Purchases by American companies to replenish their inventories were also much less vigorous than expected: this even weighed on growth by 0.8 points, notes the BEA. A result that could be partly attributable to still seized supply chains, without however reflecting the strength of domestic demand.

“Robust demand and still low inventory levels suggest that durable goods orders will continue to grow at a steady pace in the months to come” on the business side, Oxford Economics estimated at the start of the week. “Domestic activity has resisted soaring energy prices and broader inflationary pressures, supported by a surplus stock of savings and impressive wage growth,” he also pointed out.

Increase in key rates

The underperformance of the GDP will rekindle the fears of those who perceive the first warning signs of a recession . The global context has also deteriorated with the war in Ukraine, and the IMF has just revised down global growth forecasts to 3.6%. He expects the United States to grow by 3.7% this year.
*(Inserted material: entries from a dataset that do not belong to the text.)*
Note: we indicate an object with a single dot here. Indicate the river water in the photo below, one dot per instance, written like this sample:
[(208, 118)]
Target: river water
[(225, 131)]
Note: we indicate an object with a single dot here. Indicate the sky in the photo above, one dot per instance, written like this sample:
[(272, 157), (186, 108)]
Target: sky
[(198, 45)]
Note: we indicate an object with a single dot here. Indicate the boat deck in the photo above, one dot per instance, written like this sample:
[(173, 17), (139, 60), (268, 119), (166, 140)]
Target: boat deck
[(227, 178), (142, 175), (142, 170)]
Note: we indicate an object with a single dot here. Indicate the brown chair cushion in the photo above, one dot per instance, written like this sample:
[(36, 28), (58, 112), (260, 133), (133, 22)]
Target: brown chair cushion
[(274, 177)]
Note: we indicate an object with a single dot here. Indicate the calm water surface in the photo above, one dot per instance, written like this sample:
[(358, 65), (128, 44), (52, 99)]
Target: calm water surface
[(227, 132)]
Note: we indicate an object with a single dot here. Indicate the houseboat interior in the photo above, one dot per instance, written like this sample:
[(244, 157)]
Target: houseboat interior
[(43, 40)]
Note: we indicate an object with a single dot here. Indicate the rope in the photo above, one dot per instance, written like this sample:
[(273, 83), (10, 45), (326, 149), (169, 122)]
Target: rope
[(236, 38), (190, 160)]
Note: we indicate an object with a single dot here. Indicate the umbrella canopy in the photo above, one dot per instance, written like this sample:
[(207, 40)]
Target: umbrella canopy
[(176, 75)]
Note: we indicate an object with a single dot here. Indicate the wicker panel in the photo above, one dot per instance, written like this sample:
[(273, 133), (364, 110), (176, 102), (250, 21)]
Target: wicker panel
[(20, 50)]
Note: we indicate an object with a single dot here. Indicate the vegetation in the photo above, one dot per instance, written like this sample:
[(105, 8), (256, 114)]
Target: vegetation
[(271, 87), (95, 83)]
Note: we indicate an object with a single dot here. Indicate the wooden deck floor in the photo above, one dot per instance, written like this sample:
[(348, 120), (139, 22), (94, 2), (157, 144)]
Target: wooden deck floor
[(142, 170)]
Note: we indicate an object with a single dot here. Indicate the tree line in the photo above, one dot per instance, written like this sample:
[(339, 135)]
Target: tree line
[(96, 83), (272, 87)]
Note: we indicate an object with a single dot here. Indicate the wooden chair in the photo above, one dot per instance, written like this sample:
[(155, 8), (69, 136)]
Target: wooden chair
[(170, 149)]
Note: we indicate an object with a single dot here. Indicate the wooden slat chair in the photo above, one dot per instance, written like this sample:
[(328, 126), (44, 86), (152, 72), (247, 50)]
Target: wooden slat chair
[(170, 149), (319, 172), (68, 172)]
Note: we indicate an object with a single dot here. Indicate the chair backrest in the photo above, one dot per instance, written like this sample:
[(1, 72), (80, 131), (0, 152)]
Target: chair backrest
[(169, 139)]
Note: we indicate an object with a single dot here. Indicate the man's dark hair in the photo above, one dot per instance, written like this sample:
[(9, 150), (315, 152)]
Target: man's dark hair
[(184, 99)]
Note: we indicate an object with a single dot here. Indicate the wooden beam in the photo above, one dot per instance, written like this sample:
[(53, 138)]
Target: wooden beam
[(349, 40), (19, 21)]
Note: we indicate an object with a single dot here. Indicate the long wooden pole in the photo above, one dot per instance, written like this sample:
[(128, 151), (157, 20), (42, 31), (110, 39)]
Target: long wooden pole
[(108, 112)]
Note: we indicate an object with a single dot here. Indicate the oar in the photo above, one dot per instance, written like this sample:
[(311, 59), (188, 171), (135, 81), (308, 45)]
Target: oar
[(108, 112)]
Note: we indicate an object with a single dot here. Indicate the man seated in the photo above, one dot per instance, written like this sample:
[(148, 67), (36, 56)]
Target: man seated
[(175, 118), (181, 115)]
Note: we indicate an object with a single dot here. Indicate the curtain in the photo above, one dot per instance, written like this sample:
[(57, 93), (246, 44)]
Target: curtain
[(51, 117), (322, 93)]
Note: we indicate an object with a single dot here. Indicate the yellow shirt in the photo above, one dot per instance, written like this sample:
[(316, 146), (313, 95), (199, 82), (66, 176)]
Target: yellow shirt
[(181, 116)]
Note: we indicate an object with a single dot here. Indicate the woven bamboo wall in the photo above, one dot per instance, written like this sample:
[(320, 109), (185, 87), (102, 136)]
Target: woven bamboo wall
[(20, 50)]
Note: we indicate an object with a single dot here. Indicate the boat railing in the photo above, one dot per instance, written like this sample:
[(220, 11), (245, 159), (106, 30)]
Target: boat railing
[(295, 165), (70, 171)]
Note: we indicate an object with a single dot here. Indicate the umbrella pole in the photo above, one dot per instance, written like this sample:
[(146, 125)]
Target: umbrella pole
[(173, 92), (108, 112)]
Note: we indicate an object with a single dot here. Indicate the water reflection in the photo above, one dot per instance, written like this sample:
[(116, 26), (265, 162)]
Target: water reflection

The US labor market remains strong, with the unemployment rate almost back to its pre-pandemic level, at 3.6% of the labor force, and the labor market participation rate is picking up, at 62.4% in March, with a gain of nearly one point in one year. In March, some 431,000 net jobs were still created, particularly in services. And the continued lifting of health restrictions bodes well for a vibrant spring and summer.

The equation remains complex for the Federal Reserve. The dollar, which is approaching parity with the euro, is strengthening, taking advantage of concerns about the global environment and the Fed’s determination to bring inflation back to more reasonable levels. With consumer prices rising 8.5% (in March year on year), economists and financial markets expect the central bank to raise interest rates by half a point next week, during the meeting of its monetary policy committee. For its part, the White House and parliamentarians continue to put pressure on manufacturers so that they do not increase their prices beyond the cost increases.